Perhaps you’ve just hit it off with someone who is on the spectrum and are wondering, “What is dating someone with autism like?” Or maybe you’ve been with your partner for a while and just need a refresher to ensure that both of your needs are being met. Dating someone with autism just requires a compassionate heart and a sensitive approach—just like any dating relationship.
Here are some things to expect when dating someone with autism.
Remember that autism spectrum disorder has its name for a reason—it’s a wide spectrum of traits and features. The person you’re dating may present all of the traits typical of autism, or they might just display a few. It’s important to learn about the intricacies of your partner and not generalize their actions or tendencies.
Value their emotions
A common trait among people who have autism is lack of outward emotion. But this doesn’t mean they’re not emotional. Far from it! They share the same types of emotions that neurotypical people do; in fact, sometimes these emotions can even be more intense than a non-autistic person’s emotions. But they might have trouble showing them in a way that meets society’s expectations.
Understand that people who are autistic feel deeply, so don’t be offended if they need space or time alone to process. Make sure to check in often and ask how they’re feeling.
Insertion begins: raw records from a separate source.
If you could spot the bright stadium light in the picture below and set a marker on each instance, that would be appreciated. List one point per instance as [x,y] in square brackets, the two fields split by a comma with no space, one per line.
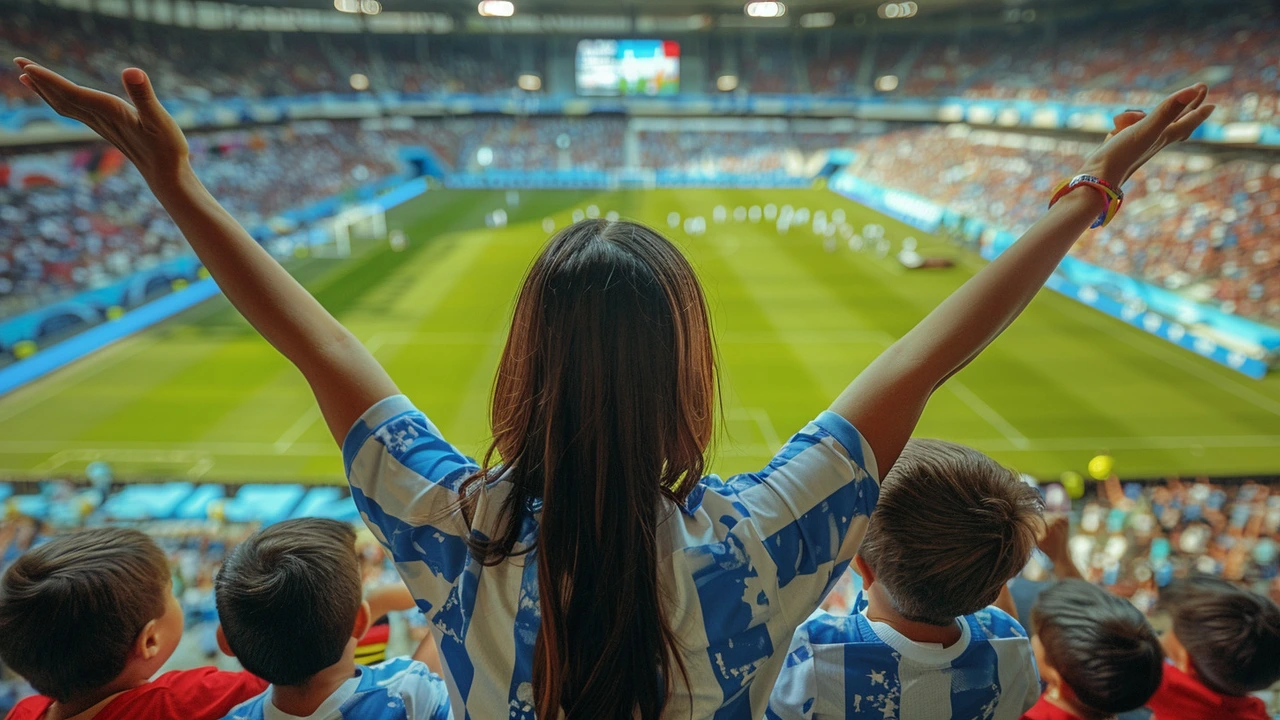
[766,9]
[817,19]
[497,8]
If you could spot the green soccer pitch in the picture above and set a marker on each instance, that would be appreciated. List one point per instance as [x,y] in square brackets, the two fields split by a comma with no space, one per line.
[202,396]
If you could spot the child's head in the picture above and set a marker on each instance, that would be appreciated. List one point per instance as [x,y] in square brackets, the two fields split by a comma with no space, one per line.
[950,529]
[289,600]
[1226,636]
[87,610]
[1096,648]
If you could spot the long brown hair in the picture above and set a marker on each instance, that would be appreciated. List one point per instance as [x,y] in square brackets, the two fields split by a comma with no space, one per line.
[602,410]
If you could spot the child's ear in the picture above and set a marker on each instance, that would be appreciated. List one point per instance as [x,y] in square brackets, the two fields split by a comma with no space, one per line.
[1175,652]
[863,569]
[147,643]
[222,642]
[362,620]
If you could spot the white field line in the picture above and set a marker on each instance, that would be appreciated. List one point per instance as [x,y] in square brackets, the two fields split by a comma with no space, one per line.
[32,395]
[311,414]
[988,414]
[763,423]
[1178,359]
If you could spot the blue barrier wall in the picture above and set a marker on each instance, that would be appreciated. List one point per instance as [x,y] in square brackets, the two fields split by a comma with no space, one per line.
[151,313]
[1152,309]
Social situations might be tricky
When you’re dating someone with autism, it’s important to give them grace in social situations. They can have trouble interpreting social cues or acting in ways that society expects them to in social scenarios. This can lead to embarrassment or frustration for the neurotypical partner in the relationship and potential low self-esteem and confidence for the partner who is autistic, if they notice that their words or actions aren’t being received well.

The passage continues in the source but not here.